To determine which base pairs are important for the binding of these complexes, we performed mutational analysis of the COUP-TF-responsive element. The mutations that we generated changed selected pairs of guanidine residues to pairs of thymidine residues throughout the entire COUP-TF-responsive element region, as shown in Fig. 6. First, we tested the ability of oligonucleotides containing the mutations to compete for the formation of the complexes detected in the band shift analysis. An oligonucleotide containing mutation 2 or 3 was unable to compete for the binding of any of the complexes, even at a 50-fold molar excess (Fig. 6A, compare lanes 2 and 3 to lanes 6 and 7 and lanes 8 and 9). An oligonucleotide carrying mutation 4 or 5 was able to compete for complex formation, but with a lower efficiency (Fig. 6A, compare lanes 2 and 3 to lanes 10 and 11 and lanes 12 and 13). In contrast, mutation 1 had no effect on the ability of the oligonucleotide to compete for Sp1 or Sp3 binding to the sequence from positions −64 to −46 (Fig. 6A, compare lanes 2 and 3 to lanes 4 and 5).

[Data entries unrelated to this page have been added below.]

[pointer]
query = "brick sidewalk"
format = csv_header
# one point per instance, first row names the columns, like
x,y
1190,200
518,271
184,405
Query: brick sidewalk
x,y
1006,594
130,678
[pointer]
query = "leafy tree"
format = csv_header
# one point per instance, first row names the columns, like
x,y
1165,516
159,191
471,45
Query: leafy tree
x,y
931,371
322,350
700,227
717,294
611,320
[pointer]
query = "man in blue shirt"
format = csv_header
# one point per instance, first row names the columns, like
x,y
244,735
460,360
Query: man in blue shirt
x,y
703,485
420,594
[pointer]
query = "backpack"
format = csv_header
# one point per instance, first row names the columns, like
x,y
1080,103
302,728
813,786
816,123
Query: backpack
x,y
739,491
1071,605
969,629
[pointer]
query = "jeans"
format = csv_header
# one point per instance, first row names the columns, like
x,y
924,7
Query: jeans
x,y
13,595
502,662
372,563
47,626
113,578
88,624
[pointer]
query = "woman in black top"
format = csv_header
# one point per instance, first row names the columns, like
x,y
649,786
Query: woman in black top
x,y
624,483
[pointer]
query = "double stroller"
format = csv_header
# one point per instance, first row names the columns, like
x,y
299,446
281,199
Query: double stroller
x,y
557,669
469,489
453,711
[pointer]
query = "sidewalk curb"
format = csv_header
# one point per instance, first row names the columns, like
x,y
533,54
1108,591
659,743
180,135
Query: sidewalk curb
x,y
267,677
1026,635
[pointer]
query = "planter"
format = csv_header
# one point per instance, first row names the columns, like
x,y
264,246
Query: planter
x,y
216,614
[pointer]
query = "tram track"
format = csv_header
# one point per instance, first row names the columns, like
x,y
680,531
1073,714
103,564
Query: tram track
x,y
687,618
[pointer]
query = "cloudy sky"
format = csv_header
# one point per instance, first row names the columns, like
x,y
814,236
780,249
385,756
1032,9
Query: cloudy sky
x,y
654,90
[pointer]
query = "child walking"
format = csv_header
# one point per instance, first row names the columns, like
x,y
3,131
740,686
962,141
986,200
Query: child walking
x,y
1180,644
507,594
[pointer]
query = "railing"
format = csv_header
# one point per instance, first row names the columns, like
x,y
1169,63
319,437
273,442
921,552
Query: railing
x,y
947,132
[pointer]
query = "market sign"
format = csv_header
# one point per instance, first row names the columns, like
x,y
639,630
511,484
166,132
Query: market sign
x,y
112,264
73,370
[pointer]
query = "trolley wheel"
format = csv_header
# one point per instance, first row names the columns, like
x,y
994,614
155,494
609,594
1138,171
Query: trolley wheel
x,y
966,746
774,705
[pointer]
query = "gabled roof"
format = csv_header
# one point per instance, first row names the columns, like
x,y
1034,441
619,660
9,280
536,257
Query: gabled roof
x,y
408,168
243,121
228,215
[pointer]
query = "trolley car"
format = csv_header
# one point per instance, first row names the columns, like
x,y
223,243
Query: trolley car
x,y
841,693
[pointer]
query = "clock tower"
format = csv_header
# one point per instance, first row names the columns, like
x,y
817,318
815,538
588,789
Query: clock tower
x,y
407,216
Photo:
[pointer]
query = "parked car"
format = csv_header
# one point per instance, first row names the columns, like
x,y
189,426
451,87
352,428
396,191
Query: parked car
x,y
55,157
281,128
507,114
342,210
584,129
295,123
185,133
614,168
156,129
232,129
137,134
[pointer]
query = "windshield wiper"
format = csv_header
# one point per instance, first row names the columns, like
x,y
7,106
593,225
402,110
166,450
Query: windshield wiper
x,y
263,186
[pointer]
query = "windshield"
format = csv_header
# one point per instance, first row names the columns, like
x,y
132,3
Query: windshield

FIG. 6 — The disruption of the binding site for Sp1 in the COUP-TF-responsive element impairs transactivation by COUP-TF. (A) Gel shift analysis of the complexes formed after incubation of the COUP-TF-responsive element with HeLa cell nuclear extracts and their inhibition by various mutant oligonucleotides. A HeLa cell nuclear protein extract (5 μg per lane) was incubated with a 5- or 50-fold molar excess of the competitor oligonucleotide prior to incubation with a ³²P-labeled oligonucleotide containing the wild-type (wt or WT) COUP-TF-responsive element. (B) The same oligonucleotides as in panel A, cloned next to a minimal TATA box promoter in plasmid pXP2, were transfected into HeLa cells in the presence of a COUP-TFII expression vector (dark bars) or the empty vector (light bars). The graph shows the average luciferase activities of a representative experiment done in triplicate. Error bars represent standard deviations.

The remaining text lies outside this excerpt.